What is a preprocessor directive?

a preprocessor directive is a command by the user to the compiler to include something
ex- #include
(#include) is a preprocessor directive
() is the library which the compiler is commanded to include.

A Preprocessor directive is special code that gets parsed by a preprocessor before compiling. It performs various functions.

#include for instance, grabs the body of a .h file and copies it into the top (where you should be declaring your include statements) of your code. This lets your compiler compile and link to code defined elsewhere in a library.

It can also perform simple if/else statements. For instance, in each .h file you include, it should start with.

#ifndef HEADER_FILE_NAME
#define HEADER_FILE_NAME
code here
#endif

What this does is it checks for the declaration of a preprocessor variable named. HEADER_FILE_NAME, which should be the name of our header file in all caps and underscores for spaces. If it does not detect that variable then it declares it, and then includes the rest of the code up to the #endif

This is useful for complicated projects that might have many different includes, that could potentially call on the same file. This ensures it only gets included once.

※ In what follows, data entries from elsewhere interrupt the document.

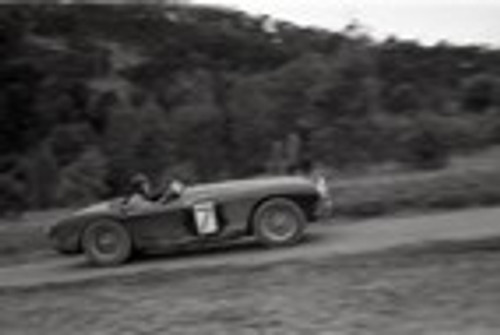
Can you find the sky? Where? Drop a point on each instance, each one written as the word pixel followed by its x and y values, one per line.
pixel 428 21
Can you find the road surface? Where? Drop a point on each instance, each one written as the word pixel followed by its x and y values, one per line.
pixel 325 239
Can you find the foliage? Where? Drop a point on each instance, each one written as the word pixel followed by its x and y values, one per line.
pixel 101 92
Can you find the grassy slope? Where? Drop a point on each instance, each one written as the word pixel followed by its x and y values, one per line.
pixel 441 289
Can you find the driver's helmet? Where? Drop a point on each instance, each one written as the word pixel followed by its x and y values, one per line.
pixel 140 184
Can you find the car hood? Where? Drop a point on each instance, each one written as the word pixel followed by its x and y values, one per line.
pixel 111 207
pixel 247 187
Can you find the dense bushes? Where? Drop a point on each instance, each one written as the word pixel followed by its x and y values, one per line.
pixel 91 95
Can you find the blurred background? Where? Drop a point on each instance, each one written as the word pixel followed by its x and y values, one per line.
pixel 90 95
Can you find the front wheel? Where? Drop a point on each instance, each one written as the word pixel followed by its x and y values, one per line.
pixel 106 243
pixel 279 222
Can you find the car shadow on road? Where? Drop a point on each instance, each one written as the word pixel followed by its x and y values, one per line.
pixel 241 247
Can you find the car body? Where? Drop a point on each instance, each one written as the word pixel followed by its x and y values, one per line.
pixel 203 213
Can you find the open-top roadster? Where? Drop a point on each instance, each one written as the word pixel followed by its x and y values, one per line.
pixel 275 210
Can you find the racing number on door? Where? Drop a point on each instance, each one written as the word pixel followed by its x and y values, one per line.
pixel 205 217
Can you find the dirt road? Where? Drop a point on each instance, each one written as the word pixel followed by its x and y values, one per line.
pixel 325 238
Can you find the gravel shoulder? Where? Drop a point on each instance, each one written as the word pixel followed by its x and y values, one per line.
pixel 325 239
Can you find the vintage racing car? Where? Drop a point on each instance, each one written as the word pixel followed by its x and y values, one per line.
pixel 275 210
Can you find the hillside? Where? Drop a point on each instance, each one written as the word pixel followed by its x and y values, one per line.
pixel 91 95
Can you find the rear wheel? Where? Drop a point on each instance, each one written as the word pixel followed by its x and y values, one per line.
pixel 106 243
pixel 279 222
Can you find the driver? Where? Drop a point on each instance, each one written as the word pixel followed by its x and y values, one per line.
pixel 140 185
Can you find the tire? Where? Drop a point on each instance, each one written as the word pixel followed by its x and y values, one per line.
pixel 106 243
pixel 279 222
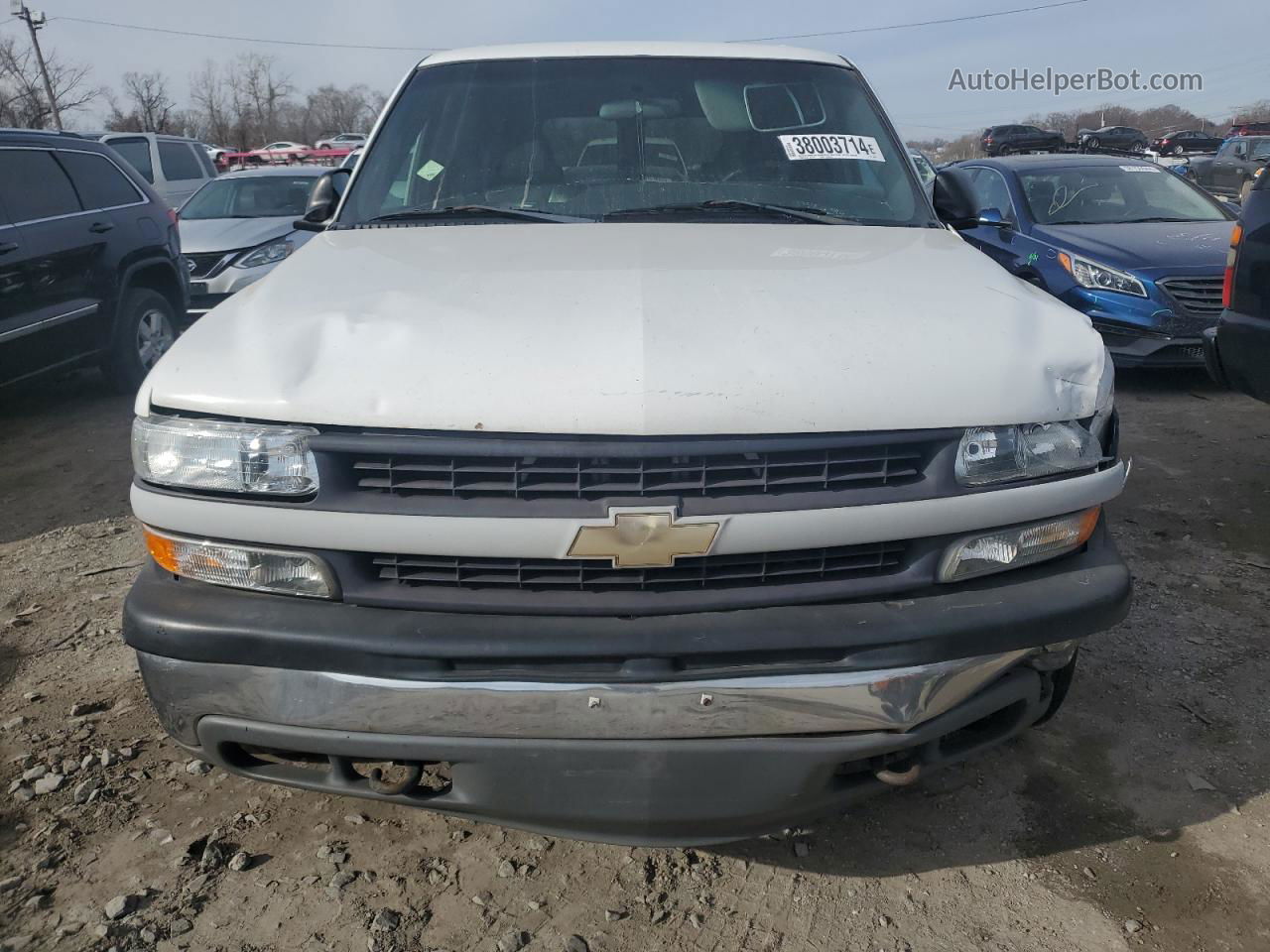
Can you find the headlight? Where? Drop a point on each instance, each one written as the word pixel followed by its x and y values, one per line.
pixel 271 253
pixel 992 454
pixel 241 566
pixel 1015 547
pixel 1091 275
pixel 229 457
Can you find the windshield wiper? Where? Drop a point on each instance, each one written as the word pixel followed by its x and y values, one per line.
pixel 472 211
pixel 817 216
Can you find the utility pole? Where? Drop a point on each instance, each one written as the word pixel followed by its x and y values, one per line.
pixel 35 21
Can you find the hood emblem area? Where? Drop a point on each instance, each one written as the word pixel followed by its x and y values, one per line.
pixel 644 539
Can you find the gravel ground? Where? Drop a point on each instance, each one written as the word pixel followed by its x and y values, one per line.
pixel 1137 819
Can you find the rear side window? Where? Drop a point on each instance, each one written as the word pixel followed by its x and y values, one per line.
pixel 136 151
pixel 204 160
pixel 99 182
pixel 33 185
pixel 178 163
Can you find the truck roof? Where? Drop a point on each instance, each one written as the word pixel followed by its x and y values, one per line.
pixel 556 51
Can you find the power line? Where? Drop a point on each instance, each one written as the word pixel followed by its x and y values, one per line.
pixel 432 50
pixel 250 40
pixel 921 23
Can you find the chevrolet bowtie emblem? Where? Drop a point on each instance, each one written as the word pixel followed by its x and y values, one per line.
pixel 644 539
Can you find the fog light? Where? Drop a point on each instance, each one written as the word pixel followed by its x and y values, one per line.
pixel 1017 546
pixel 241 566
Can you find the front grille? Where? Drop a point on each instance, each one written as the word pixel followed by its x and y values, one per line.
pixel 204 266
pixel 694 574
pixel 1199 298
pixel 772 472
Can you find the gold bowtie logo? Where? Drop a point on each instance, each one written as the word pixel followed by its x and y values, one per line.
pixel 644 539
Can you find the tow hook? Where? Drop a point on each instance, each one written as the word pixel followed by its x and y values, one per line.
pixel 413 774
pixel 899 778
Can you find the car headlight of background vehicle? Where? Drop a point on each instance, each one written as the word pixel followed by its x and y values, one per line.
pixel 270 253
pixel 229 457
pixel 1100 277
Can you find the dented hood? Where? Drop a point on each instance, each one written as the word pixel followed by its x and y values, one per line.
pixel 636 329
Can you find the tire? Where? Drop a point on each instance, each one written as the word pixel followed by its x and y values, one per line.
pixel 144 330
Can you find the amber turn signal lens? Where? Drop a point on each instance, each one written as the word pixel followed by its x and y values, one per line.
pixel 163 549
pixel 1088 522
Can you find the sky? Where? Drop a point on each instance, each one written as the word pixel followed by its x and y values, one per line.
pixel 910 68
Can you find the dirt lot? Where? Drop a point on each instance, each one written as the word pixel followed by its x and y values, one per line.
pixel 1137 819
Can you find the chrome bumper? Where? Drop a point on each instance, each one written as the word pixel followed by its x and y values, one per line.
pixel 892 699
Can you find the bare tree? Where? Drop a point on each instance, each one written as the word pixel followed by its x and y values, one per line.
pixel 23 100
pixel 258 91
pixel 150 99
pixel 211 113
pixel 334 109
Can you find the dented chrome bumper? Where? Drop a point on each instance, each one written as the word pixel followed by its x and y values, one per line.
pixel 892 699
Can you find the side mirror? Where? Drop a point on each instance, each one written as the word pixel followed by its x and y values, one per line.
pixel 992 218
pixel 322 200
pixel 953 199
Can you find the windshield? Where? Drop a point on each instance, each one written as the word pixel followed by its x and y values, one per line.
pixel 1111 194
pixel 593 136
pixel 925 171
pixel 264 197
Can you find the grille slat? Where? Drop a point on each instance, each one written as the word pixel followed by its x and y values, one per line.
pixel 698 572
pixel 1198 298
pixel 771 472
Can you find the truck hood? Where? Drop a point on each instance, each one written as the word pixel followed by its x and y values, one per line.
pixel 204 235
pixel 1155 246
pixel 639 329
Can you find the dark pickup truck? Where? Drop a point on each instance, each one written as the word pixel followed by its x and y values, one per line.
pixel 1234 168
pixel 1238 348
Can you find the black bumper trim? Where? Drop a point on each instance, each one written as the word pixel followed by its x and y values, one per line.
pixel 642 792
pixel 1069 598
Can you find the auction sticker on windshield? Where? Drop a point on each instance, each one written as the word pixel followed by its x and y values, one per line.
pixel 832 146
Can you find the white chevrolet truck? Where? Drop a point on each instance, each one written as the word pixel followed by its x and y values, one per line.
pixel 638 500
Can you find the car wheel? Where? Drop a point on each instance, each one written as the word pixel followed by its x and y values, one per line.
pixel 144 331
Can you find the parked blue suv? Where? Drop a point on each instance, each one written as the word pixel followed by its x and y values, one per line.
pixel 1138 250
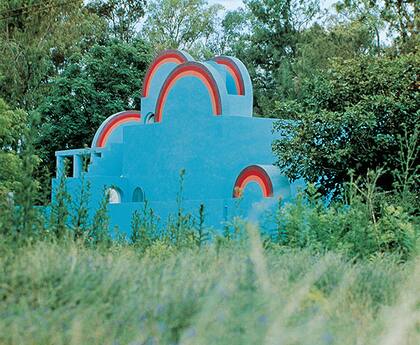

Also, you can define macros, which are basically glorified search/replace statements that your preprocessor runs.

For instance:
#define AND &&
Will look through your code for the word AND in all caps, and replace it with &&, allowing you to maybe make your code a little bit more readable

You can combine them together.

For instance:

#ifdef DEBUG
#define MAX(a,b) (a < b) ? b : a
#else
#define MAX(a,b)
#endif

This allows you to call a macro, MAX from anywhere in your code. But only if you define DEBUG does it actually print out the code of the macro. If it’s not defined then it prints nothing.

There’s also a similar function called #undef to clear a defined variable. And there’s also an #else and #elif directive that works much like you’d think.